Whitbread is moving to close or sell nearly 200 Beefeater and Brewers Fayre restaurants, a restructuring that puts about 3,800 jobs at risk and reaches deep into the dining rooms attached to Premier Inn hotels across the UK.
The plan covers 197 remaining branded restaurants and is central to Whitbread’s five-year push to become more of a hotel-first operator. Rather than keep backing lower-returning restaurant sites, the company wants to replace more than 200 branded restaurants with an integrated food-and-beverage model and use the space to unlock 3,500 extension rooms. For cooks, servers, bartenders and shift managers, that means the issue is not just fewer tills ringing in at dinner service. It is also a likely shift in where front-of-house and kitchen work exists at all.

Whitbread said the changes were announced in its FY26 preliminary results on April 30, when it reported statutory revenue of £2.92 billion and adjusted profit before tax of £483 million. The company said higher-than-expected business rates and National Insurance costs helped make the old five-year plan less attractive, while its revised strategy is meant to raise returns and support longer-term profitability. Whitbread said it remains on course to deliver £250 million of savings by FY30 and expects to recycle £250 million to £300 million of property-related proceeds in FY26.

The company has already agreed to sell 51 branded restaurants for £50 million and has terms agreed, subject to conditions, for a further 60 sites. That points to a fast-moving property reset, with some restaurants likely to disappear entirely while others are folded into Premier Inn operations. Whitbread said the changes are subject to employee consultation and that it expects to redeploy a significant proportion of affected staff where possible, a key detail for workers in a sector already defined by turnover, thin margins and constant pressure on labor.

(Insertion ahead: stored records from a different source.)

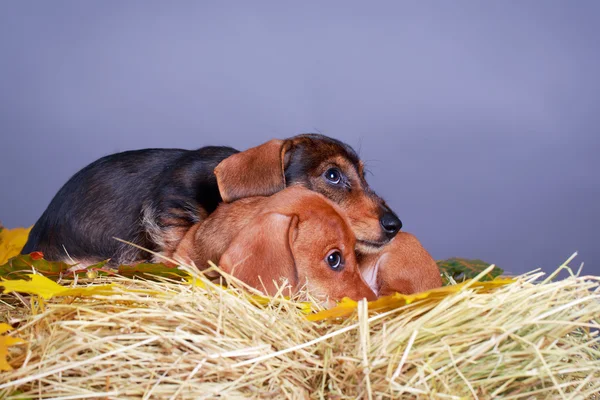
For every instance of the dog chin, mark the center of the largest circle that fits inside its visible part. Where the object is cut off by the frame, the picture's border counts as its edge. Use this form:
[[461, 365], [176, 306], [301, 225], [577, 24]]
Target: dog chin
[[368, 246]]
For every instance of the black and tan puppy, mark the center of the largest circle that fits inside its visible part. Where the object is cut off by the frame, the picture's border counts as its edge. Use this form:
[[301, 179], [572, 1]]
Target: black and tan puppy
[[152, 197]]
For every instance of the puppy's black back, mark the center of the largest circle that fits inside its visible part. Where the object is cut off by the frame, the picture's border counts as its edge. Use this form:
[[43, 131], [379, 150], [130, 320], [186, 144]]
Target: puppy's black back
[[106, 199]]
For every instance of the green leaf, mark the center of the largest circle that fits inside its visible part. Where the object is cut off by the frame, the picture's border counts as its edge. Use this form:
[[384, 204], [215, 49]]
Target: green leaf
[[461, 269]]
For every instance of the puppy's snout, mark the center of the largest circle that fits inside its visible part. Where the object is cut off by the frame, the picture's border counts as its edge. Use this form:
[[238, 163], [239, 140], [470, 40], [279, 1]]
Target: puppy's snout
[[390, 223]]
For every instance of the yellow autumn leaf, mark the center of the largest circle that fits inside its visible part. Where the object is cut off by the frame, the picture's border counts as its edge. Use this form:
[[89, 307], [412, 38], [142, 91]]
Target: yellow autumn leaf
[[5, 343], [347, 306], [11, 242], [47, 288]]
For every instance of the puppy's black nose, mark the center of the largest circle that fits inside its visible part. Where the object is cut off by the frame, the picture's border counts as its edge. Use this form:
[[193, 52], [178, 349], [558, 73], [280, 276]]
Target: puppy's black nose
[[390, 223]]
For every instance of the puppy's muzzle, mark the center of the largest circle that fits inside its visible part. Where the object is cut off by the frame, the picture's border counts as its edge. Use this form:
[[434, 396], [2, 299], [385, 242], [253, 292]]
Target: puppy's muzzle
[[390, 223]]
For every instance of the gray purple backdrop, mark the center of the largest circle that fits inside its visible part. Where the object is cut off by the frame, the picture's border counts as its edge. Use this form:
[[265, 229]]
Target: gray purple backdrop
[[479, 120]]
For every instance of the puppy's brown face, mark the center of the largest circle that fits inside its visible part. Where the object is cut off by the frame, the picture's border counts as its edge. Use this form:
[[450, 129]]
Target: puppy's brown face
[[323, 249], [333, 169], [321, 164]]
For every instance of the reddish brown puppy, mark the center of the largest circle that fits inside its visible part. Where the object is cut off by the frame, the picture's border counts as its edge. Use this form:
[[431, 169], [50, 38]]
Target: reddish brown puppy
[[403, 266], [296, 235]]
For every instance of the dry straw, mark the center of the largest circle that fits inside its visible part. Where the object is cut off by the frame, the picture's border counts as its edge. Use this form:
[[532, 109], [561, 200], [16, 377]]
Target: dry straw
[[167, 340]]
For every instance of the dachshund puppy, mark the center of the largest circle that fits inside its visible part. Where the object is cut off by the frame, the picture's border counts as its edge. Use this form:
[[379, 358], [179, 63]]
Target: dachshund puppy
[[402, 266], [295, 235], [152, 197]]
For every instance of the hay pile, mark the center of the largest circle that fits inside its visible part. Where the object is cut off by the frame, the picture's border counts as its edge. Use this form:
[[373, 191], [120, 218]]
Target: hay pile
[[170, 340]]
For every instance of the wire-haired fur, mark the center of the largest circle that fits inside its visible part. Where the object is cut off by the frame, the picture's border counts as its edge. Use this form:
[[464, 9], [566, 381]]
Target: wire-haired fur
[[151, 197]]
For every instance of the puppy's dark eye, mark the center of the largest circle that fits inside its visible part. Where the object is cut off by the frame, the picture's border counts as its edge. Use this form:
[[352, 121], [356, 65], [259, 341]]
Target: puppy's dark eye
[[333, 175], [334, 260]]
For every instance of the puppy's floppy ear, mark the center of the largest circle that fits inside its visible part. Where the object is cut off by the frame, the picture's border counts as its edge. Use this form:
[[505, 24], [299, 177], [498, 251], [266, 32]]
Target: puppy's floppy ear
[[258, 171], [263, 249]]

The stakes go beyond the payroll. Beefeater and Brewers Fayre sites are typically next to or inside Premier Inn hotels, so closures will affect hotel guests, local regulars and the nearby workers who depend on those trading patterns. Whitbread, which says it employs more than 38,000 people overall, is betting that pulling capital out of weaker branded restaurants and into Premier Inn will pay off. For the staff caught in the middle, the immediate reality is a shrinking map of dependable shifts.